Au 13e siècle, à quoi pouvait ressembler la vie de reclus.e ? Au début du 20e siècle, celle qu'on surnomme "Mary Typhoid" a passé 26 ans en quarantaine. Et aujourd'hui quelles sont les conseils de ceux qui ont vécu des expériences de confinement extrême (astronaute, skipper, sous-marinier) ? (France Inter).

Réguler son stress en situation de confinement : les leçons du monde militaire (The Conversation). Avec une réflexion sur l'espace à parcourir chaque jour en nombre de pas pour rester en bonne santé (à partir des données de l'OMS).

La proxémie étudie le réglage des distances physiques entre individus dans la vie quotidienne. Le chercheur Lucas Tiphine, de l’école urbaine de Lyon, explique comment le confinement perturbe nos habitudes en la matière (Le Monde). Il a soutenu une thèse en 2018 à l'ENS de Lyon "L'événement proxémique" : étude des relations de circulation entre piétons aux heures de pointe à Delhi, Los Angeles, Paris et Tokyo (disponible sur Hal).

Depuis 600 ans, la quarantaine n'est absolument pas une solution (France Culture).
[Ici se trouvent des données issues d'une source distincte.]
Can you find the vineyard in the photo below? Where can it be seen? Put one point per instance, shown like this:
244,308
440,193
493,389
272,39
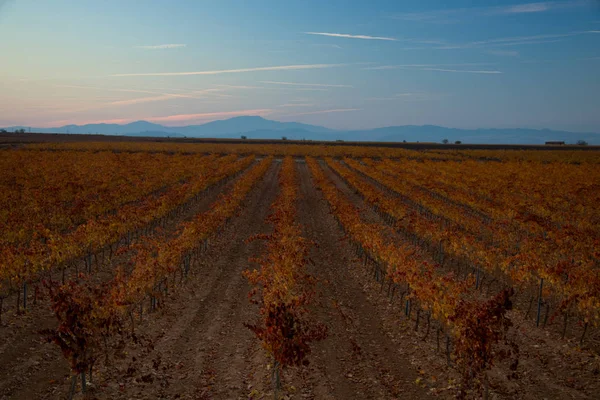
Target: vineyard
225,271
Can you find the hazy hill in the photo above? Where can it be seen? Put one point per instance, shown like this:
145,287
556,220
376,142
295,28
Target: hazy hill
255,127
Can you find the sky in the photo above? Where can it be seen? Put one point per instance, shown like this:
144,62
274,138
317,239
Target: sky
340,64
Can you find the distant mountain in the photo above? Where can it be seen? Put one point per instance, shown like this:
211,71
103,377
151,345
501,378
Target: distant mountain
238,125
157,134
254,127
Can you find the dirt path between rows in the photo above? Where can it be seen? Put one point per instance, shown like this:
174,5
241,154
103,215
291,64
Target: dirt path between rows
199,348
356,361
33,368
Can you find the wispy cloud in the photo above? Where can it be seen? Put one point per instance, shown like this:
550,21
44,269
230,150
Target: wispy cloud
172,120
162,46
462,71
323,112
347,36
208,116
296,105
409,96
513,41
144,100
503,53
397,66
240,87
234,71
458,14
331,46
304,84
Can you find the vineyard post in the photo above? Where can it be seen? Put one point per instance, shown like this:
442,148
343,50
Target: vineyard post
537,320
24,295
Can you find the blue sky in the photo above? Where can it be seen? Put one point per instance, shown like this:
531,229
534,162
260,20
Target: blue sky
340,64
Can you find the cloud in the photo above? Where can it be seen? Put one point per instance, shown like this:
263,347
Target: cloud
334,46
514,40
145,100
462,70
235,71
347,36
503,53
526,8
208,116
383,67
162,46
296,105
304,84
417,96
324,112
240,87
456,15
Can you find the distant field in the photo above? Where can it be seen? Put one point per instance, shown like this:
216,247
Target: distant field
200,268
70,138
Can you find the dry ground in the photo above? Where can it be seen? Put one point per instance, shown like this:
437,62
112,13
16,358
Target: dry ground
196,346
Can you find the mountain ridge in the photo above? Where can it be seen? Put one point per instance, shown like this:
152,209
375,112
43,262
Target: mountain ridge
256,127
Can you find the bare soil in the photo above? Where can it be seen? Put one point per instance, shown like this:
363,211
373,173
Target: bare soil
197,347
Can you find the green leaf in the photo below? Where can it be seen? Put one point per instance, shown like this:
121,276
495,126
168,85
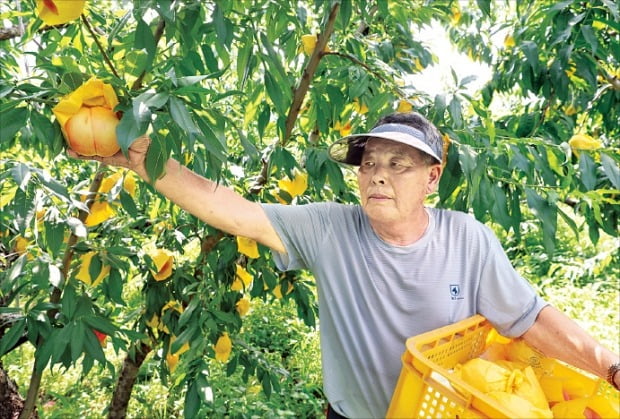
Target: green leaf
12,335
499,209
590,37
93,347
54,236
546,212
454,110
485,6
127,131
145,40
128,204
211,141
99,323
468,158
452,175
275,93
69,302
610,167
54,186
94,269
43,354
587,167
181,116
21,175
192,401
12,121
526,125
113,287
77,340
530,49
156,158
345,12
42,127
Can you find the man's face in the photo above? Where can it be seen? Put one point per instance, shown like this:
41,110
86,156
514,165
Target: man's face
394,181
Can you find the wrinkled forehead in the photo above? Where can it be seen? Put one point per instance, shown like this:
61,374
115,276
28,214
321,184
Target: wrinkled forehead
376,145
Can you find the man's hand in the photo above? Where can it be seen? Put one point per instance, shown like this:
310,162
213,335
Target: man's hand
137,156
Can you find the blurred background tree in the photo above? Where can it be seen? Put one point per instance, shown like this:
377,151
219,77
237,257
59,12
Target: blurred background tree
251,93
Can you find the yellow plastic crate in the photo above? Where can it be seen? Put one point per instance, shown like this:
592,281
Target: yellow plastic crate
424,388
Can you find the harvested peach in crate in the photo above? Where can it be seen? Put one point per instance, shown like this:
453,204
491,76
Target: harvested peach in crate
467,370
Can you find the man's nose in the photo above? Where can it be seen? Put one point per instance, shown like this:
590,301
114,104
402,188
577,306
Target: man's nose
378,176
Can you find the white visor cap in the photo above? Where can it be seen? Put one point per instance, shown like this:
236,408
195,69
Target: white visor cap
349,149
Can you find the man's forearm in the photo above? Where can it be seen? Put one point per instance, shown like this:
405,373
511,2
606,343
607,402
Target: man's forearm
215,204
557,336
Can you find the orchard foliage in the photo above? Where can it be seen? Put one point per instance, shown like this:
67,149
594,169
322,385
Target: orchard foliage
230,90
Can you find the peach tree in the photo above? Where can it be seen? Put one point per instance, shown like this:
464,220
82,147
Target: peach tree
251,93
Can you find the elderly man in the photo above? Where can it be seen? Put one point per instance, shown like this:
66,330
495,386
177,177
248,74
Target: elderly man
389,268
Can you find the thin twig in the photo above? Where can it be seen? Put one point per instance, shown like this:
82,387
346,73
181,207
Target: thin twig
103,53
308,74
159,31
379,76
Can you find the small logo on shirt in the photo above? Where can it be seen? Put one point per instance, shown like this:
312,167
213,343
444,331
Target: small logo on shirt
455,292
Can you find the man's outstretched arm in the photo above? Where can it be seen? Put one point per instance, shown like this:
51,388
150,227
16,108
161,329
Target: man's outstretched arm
558,336
213,203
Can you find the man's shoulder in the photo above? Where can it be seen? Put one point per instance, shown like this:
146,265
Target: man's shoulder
453,219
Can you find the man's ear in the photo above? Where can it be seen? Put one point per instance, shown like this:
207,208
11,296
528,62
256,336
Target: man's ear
433,178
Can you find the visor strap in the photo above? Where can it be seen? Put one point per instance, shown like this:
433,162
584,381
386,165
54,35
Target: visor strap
404,129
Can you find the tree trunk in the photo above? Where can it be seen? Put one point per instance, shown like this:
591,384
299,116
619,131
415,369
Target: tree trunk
126,380
11,403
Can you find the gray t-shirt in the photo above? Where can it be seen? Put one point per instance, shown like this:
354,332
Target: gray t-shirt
374,295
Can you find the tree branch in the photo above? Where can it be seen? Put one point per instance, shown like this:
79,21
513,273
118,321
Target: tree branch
159,31
379,76
96,38
308,74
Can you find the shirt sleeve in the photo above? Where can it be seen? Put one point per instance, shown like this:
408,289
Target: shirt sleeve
506,298
302,229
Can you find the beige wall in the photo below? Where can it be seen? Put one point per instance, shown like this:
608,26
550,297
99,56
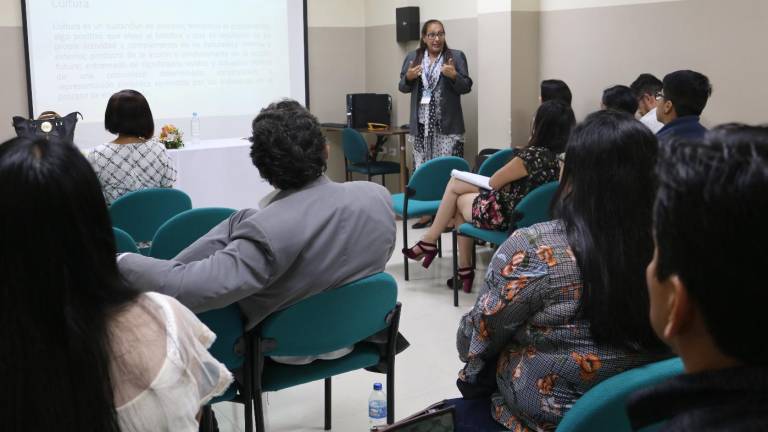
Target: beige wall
593,48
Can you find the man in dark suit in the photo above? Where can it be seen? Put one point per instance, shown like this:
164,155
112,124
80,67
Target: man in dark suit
680,103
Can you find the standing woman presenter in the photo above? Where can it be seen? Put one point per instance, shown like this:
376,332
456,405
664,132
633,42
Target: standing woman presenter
436,77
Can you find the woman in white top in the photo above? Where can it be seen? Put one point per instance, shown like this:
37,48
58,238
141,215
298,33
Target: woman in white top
134,160
81,350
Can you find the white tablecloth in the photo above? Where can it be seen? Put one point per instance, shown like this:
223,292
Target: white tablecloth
219,173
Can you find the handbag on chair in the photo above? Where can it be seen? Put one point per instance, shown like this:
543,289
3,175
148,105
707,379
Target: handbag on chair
48,125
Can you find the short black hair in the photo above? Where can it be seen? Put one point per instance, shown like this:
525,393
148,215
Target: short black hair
555,90
552,126
128,113
288,146
620,98
688,90
709,223
646,84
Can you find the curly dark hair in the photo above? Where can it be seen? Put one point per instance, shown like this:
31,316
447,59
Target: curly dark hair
288,146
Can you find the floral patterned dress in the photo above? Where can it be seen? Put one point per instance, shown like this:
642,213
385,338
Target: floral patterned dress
524,324
493,209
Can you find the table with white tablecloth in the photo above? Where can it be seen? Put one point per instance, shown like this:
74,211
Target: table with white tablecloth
219,173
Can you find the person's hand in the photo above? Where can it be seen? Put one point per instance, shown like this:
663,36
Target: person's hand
413,72
449,70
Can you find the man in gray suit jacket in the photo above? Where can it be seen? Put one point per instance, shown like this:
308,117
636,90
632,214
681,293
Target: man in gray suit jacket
312,235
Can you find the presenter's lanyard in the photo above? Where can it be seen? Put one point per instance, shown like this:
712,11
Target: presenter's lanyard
431,76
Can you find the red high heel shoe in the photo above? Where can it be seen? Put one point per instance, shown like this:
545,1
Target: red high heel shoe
428,253
467,278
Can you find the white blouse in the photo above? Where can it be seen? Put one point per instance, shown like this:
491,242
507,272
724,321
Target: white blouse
161,370
124,168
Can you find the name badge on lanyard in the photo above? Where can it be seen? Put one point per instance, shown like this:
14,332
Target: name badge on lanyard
429,80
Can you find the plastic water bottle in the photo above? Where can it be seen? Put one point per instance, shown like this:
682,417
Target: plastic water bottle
377,407
195,129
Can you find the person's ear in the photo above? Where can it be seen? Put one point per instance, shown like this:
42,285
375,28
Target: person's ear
680,308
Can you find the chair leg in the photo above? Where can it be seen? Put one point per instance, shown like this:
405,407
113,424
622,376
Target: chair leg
253,359
455,241
405,244
328,403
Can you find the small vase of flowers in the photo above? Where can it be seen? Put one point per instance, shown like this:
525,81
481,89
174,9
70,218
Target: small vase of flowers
171,137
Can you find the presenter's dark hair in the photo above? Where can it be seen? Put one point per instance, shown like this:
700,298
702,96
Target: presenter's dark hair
620,98
710,214
59,286
552,126
555,90
646,84
288,146
128,113
423,46
610,157
688,90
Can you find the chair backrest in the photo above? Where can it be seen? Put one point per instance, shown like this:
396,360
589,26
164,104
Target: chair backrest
140,213
124,242
430,179
603,408
495,161
534,207
354,145
331,320
183,229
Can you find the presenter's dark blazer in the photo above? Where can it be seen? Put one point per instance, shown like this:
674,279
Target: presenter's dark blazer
452,118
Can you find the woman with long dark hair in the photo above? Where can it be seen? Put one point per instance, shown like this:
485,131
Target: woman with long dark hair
564,305
436,77
81,350
530,167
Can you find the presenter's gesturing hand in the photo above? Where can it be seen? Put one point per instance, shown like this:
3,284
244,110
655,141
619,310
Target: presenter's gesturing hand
413,72
449,70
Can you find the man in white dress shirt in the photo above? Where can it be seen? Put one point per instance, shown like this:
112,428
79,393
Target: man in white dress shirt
646,86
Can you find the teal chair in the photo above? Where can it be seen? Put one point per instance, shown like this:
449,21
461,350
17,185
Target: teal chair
603,408
227,323
124,242
326,322
183,229
424,191
140,213
357,158
532,209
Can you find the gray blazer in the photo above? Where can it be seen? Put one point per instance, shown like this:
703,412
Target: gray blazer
451,116
303,242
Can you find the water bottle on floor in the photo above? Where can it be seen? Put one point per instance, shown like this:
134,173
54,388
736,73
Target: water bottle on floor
377,407
195,129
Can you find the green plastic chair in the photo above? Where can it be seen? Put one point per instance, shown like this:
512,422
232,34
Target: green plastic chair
532,209
326,322
140,213
227,323
495,162
603,408
357,158
183,229
424,192
124,242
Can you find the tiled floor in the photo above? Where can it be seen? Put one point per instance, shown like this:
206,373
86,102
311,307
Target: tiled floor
426,372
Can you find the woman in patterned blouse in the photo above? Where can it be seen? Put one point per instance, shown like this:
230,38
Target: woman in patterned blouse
564,304
133,160
529,168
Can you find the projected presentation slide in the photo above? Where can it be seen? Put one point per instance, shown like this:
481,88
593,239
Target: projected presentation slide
225,60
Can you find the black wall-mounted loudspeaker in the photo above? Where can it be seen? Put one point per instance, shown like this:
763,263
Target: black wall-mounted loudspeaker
407,23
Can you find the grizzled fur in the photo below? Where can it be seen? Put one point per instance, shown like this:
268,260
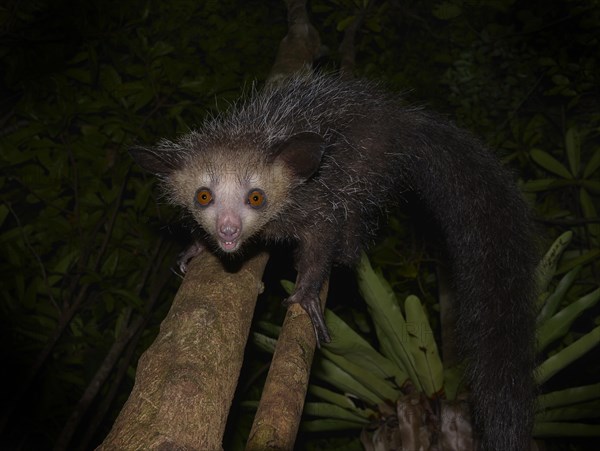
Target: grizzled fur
330,157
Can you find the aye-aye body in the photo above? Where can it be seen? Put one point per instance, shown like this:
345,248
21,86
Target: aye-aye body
317,161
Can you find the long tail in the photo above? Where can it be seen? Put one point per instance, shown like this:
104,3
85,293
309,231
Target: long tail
489,236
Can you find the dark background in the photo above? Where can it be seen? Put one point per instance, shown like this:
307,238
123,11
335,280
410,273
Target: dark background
86,248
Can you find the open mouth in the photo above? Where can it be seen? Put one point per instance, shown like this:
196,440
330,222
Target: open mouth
229,246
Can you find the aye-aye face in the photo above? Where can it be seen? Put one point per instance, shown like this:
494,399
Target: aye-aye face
231,200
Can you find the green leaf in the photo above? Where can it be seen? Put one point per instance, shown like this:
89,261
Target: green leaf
446,11
339,400
535,186
347,343
552,302
568,355
568,396
560,323
327,425
423,347
343,381
581,411
581,260
573,145
326,410
362,374
549,163
547,267
265,343
390,325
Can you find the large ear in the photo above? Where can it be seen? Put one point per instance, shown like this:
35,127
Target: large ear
156,160
301,153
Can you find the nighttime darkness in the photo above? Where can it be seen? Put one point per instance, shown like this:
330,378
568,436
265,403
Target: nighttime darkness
300,225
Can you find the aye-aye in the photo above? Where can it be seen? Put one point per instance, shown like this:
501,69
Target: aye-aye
317,161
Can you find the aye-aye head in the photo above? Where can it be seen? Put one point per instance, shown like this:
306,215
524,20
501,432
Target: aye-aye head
232,193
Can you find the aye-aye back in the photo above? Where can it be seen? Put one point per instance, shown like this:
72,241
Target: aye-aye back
317,161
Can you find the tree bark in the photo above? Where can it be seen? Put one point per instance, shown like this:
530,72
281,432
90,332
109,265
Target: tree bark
186,380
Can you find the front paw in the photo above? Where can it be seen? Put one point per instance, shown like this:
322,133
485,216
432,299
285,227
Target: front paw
312,305
187,254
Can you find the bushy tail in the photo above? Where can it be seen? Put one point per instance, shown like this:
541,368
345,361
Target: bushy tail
489,236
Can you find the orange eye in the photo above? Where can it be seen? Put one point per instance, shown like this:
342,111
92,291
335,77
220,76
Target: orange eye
256,198
203,197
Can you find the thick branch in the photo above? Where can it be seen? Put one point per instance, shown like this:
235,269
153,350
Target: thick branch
186,380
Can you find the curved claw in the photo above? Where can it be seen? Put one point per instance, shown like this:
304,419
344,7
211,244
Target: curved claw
312,306
187,254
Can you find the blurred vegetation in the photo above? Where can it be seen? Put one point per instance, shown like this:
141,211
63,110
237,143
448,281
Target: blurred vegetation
86,248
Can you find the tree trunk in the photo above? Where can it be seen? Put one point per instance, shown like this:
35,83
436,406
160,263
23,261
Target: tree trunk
186,380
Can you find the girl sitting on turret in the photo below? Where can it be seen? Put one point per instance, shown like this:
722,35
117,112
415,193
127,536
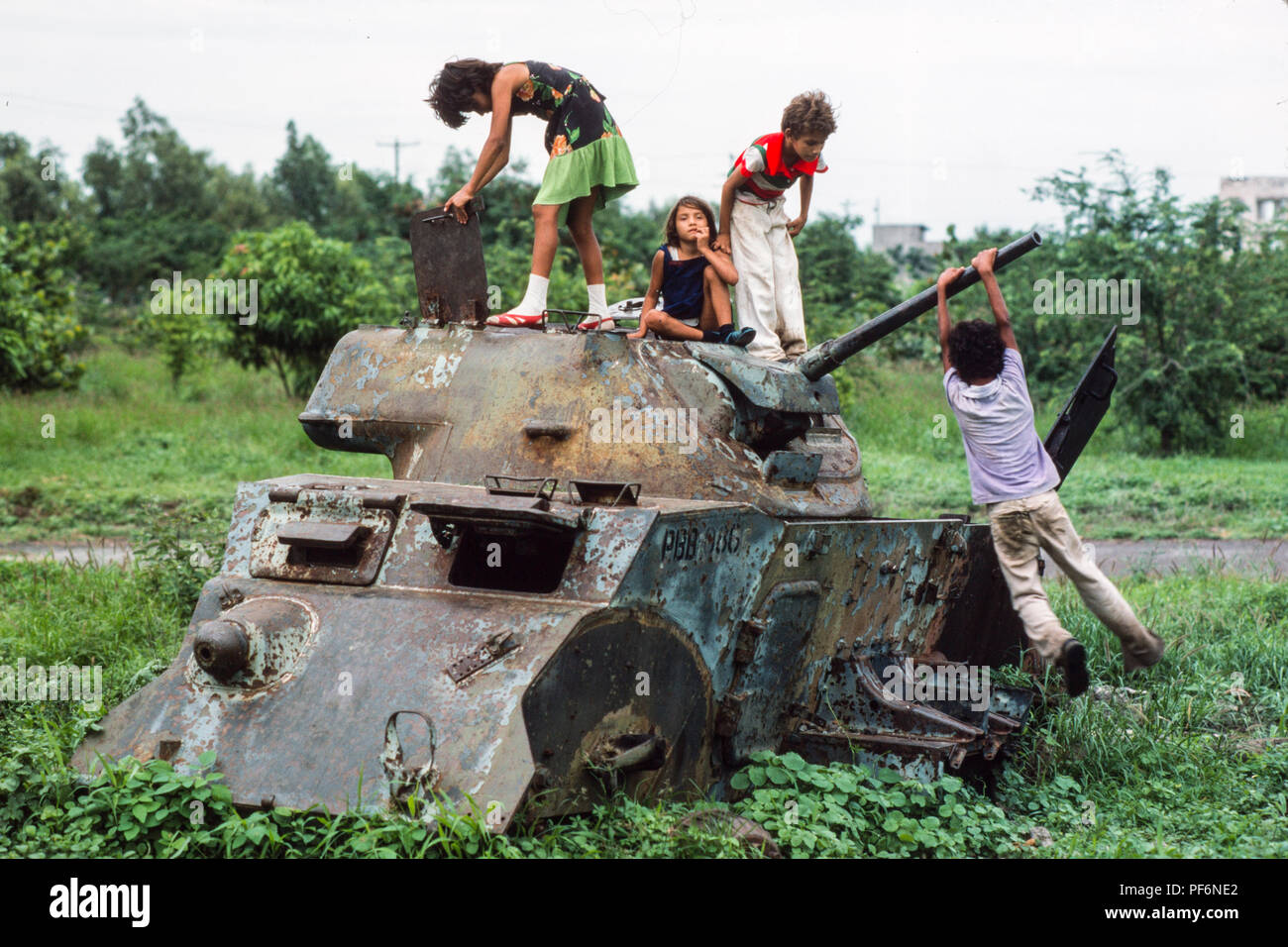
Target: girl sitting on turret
694,279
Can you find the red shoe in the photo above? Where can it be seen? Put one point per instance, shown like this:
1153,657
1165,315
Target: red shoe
511,318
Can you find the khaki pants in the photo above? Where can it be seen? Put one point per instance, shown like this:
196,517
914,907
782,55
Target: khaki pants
1019,528
768,291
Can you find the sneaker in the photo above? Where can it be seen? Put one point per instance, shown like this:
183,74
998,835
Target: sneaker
1140,656
1073,659
513,318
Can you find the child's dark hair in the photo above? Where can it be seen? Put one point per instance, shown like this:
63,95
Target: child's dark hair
975,350
810,111
452,90
673,235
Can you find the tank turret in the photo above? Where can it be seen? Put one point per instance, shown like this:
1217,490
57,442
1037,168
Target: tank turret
595,564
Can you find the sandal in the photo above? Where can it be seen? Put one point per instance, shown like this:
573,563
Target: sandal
511,318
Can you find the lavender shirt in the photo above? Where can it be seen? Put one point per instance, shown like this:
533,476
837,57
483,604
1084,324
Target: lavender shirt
1004,454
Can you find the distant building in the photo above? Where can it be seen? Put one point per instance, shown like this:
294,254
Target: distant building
1266,197
887,237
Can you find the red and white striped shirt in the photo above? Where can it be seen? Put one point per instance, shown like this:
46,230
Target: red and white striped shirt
767,174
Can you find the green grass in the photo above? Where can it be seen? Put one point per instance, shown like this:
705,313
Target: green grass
127,438
128,442
1111,492
1172,767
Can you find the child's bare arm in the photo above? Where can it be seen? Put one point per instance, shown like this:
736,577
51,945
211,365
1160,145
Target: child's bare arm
494,153
945,324
717,260
721,263
655,283
983,264
806,192
726,198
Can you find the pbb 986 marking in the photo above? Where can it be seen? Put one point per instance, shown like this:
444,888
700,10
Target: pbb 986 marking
698,544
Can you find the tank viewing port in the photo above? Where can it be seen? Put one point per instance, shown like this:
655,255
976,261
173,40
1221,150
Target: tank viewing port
531,561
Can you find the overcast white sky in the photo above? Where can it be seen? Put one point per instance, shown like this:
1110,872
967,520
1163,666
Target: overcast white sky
948,108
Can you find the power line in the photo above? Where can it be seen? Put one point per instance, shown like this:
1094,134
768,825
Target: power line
397,146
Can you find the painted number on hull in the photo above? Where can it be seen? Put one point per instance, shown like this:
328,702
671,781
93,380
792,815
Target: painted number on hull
694,543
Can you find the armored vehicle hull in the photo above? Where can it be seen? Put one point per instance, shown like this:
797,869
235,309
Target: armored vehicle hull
597,565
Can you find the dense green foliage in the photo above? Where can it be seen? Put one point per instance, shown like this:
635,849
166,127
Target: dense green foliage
310,291
1205,337
1201,346
189,446
39,331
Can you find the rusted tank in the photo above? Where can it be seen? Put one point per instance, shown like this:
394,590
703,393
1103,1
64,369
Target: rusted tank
595,564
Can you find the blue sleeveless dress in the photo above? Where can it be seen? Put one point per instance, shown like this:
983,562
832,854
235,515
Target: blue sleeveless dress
682,286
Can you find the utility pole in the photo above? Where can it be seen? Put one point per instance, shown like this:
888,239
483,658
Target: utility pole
397,146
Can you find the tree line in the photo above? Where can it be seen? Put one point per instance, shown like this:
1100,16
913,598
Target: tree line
1198,295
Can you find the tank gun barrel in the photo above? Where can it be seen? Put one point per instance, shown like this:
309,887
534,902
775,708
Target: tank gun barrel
825,357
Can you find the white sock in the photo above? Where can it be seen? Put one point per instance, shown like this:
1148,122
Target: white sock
535,299
597,304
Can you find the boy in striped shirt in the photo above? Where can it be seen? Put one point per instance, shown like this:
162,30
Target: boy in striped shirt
754,224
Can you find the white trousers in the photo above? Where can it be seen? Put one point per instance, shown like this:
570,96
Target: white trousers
768,291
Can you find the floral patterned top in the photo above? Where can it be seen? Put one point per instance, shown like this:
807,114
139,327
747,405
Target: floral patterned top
574,108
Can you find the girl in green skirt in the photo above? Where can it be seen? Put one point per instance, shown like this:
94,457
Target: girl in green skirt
589,162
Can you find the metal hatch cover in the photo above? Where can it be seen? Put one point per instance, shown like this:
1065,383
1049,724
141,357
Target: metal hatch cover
774,385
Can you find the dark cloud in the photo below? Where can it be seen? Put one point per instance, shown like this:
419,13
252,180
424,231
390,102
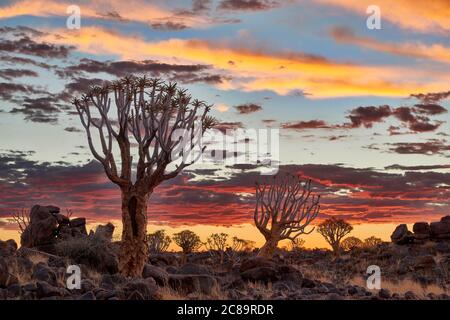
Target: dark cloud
430,108
41,110
416,168
367,116
9,74
168,26
224,126
360,194
414,118
122,68
247,5
22,43
9,91
21,61
431,147
432,97
248,108
72,129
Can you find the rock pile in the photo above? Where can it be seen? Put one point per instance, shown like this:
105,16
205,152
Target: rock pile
47,225
422,231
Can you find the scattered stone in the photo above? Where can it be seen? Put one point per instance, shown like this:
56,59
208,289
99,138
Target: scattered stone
402,235
158,274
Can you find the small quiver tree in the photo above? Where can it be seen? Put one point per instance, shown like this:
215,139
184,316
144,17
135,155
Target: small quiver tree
188,241
158,242
351,243
284,208
217,244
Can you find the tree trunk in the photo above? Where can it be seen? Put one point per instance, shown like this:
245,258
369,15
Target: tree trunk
134,249
269,248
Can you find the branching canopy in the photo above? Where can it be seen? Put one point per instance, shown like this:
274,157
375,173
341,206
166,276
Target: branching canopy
288,205
148,114
333,230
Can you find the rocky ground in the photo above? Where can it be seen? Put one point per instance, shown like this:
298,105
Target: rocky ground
411,270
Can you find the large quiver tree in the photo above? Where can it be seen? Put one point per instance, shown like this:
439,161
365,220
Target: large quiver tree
162,125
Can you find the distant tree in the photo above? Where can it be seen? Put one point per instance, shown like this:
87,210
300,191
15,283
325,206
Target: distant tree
297,244
372,242
154,120
284,208
158,241
217,243
350,243
333,230
187,240
242,245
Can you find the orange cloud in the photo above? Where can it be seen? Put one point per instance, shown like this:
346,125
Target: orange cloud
435,52
425,16
255,70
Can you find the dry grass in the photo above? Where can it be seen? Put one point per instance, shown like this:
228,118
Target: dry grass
167,293
402,286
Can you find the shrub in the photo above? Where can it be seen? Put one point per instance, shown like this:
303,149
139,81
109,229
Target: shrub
158,241
93,251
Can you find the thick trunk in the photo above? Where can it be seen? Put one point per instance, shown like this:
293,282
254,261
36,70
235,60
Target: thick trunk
134,249
268,250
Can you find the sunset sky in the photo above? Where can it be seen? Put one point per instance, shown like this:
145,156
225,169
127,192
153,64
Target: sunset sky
363,113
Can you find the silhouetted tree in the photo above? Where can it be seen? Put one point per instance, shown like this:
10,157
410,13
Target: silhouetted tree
333,230
350,243
150,115
372,242
158,241
284,208
188,241
217,242
242,245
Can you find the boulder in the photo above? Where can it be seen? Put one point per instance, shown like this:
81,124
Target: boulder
42,272
7,248
256,262
424,263
145,288
45,290
158,274
421,228
262,274
402,235
192,268
78,227
6,279
42,228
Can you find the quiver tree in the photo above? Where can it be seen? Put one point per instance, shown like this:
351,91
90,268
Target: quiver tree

Écouter l'émission "Le coronavirus, perspectives historiques" par Guillaume Lachenal spécialiste d’histoire des sciences et de la médecine.

Coronavirus en Italie : « la suspension temporaire de la société ouverte n’est pas la fin de l’ouverture ! ». Un texte beau et triste sur la géographie du confinement (Le Grand Continent).

La romancière italienne Cristina Comencini raconte le quotidien dans un pays en quarantaine (« Chers cousins français », Libération).

Grippe aviaire, Sras, Covid-19, toutes les épidémies sont liées aux phases de la mondialisation (entretien avec l’anthropologue Frédéric Keck pour Télérama).

Pour David Djaïz, "nous avons eu l'interdépendance sans la solidarité.  Nous voyons à quel point cela nous a rendu vulnérable... C’est peut-être une chance historique, dans nos sociétés segmentées et archipellisées, que nous puissions nous redécouvrir une expérience commune, dont le ciment est certes un sentiment négatif : la peur" (Le Grand Continent).

Une des difficultés majeurs réside dans le fait que nous ne pouvons échapper à l'incertitude. « Nous sommes toujours dans l'incertitude du remède au virus, dans l'incertitude des développements et des conséquences de la crise ouverte ». Pour le philosophe Edgar Morin, une mission de l'éducation serait d'enseigner à affronter l'incertitude.